Wan Mokhtar bin Wan Ahmad (21 March 1932 – 21 September 2020) was a Malaysian politician who served as the 11th Menteri Besar of Terengganu. In office for 25 years, he was the longest-serving head of the Terengganu state government (1974 - 1999). He also served as Member of Parliament (MP) for Kemaman (1964 - 1974) and Member of the Terengganu State Legislative Assembly (MLA) for Cukai (1974 - 1999).

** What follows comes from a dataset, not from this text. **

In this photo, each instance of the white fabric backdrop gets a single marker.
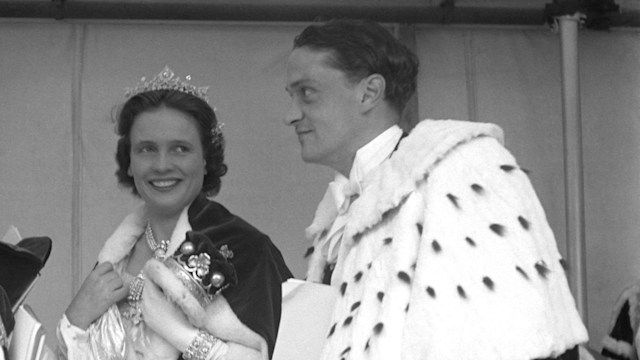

Wan Mokhtar was a member of the United Malays National Organisation (UMNO) in the then-ruling Alliance and Barisan Nasional (BN) coalition. He was an ally of the similarly longest-serving Prime Minister Mahathir Mohamad. In 1987, he was elected the vice-president of UMNO, alongside Anwar Ibrahim, under Mahathir's running team.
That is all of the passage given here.